Several big-name Linux and BSD operating systems are vulnerable to an exploit that gives untrusted users powerful root privileges. The critical flaw in the X.org server—the open-source implementation of the X11 system that helps manage graphics displays—affects OpenBSD, widely considered to be among the most secure OSes. It also impacts some versions of the Red Hat, Ubuntu, Debian, and CentOS distributions of Linux.
An advisory X.org developers published Thursday disclosed the 23-month-old bug that, depending on how OS developers configure it, lets hackers or untrusted users elevate very limited system rights to unfettered root. The vulnerability, which is active when OSes run X.org in privileged (setuid) mode, allows files to be overwritten using the -logfile and -modulepath parameters. It also makes it trivial for low-privilege users to escalate system rights. A variety of nuances are leading to widely divergent assessments of the bug's severity.
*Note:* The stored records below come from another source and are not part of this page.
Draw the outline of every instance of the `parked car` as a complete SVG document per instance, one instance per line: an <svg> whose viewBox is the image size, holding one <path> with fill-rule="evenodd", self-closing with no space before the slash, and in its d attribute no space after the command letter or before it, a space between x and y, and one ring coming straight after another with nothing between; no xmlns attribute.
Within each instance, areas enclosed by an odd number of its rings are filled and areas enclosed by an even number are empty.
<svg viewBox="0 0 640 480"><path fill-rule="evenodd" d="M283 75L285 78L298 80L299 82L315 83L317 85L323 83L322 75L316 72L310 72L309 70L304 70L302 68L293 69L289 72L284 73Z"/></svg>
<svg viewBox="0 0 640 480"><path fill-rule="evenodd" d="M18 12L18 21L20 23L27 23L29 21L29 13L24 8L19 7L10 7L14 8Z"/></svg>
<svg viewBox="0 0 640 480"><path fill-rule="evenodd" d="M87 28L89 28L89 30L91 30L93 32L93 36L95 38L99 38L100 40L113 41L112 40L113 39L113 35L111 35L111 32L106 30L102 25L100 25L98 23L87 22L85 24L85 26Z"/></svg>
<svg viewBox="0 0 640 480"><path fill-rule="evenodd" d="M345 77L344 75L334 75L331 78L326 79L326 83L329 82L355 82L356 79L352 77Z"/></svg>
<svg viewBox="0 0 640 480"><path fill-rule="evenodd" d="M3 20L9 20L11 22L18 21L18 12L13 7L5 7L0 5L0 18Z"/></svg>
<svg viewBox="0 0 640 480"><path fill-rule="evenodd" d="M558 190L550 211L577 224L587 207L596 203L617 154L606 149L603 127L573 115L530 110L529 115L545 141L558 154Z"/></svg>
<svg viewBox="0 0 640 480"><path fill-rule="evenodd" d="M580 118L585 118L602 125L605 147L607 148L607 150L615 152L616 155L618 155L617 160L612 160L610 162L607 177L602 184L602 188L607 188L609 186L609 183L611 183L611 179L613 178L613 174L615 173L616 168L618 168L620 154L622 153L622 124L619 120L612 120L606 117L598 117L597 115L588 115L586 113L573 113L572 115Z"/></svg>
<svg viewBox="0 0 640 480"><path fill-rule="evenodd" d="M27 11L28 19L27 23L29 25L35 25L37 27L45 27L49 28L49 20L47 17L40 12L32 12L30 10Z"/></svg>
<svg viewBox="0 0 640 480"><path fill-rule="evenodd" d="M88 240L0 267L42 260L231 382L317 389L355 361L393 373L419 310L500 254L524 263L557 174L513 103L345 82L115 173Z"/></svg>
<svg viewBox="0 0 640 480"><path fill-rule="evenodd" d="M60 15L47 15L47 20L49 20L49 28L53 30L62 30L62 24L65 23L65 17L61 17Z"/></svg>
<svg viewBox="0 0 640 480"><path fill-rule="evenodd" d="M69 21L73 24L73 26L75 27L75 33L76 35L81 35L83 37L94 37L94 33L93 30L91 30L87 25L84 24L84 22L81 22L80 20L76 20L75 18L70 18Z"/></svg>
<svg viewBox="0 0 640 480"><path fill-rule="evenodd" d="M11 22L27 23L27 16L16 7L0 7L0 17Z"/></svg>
“Depending on whom you talk to, the reported severity will vary greatly,” Louis Dion-Marcil, a security researcher at GoSecure, told Ars. “I think most people will tell you it is very severe, and I would agree with them. The bug allows you to write arbitrary data to arbitrary files, which might seem trivial and not that dangerous, but it effectively allows regular, unprivileged users to elevate their privileges to the one of complete administrator of the system.”
Got root
As Matthew Hickey, cofounder of security firm Hacker House, demonstrated Thursday, CVE-2018-14665, as the bug is indexed, can be triggered from a remote SSH session on what at the time was a fully patched OpenBSD machine. While the attacker need not use a local console, the exploit does require an an already-created account on the vulnerable OpenBSD system. In Hickey’s example, the exploit elevates the account “developer” to “root” on a default version of OpenBSD 6.4-stable.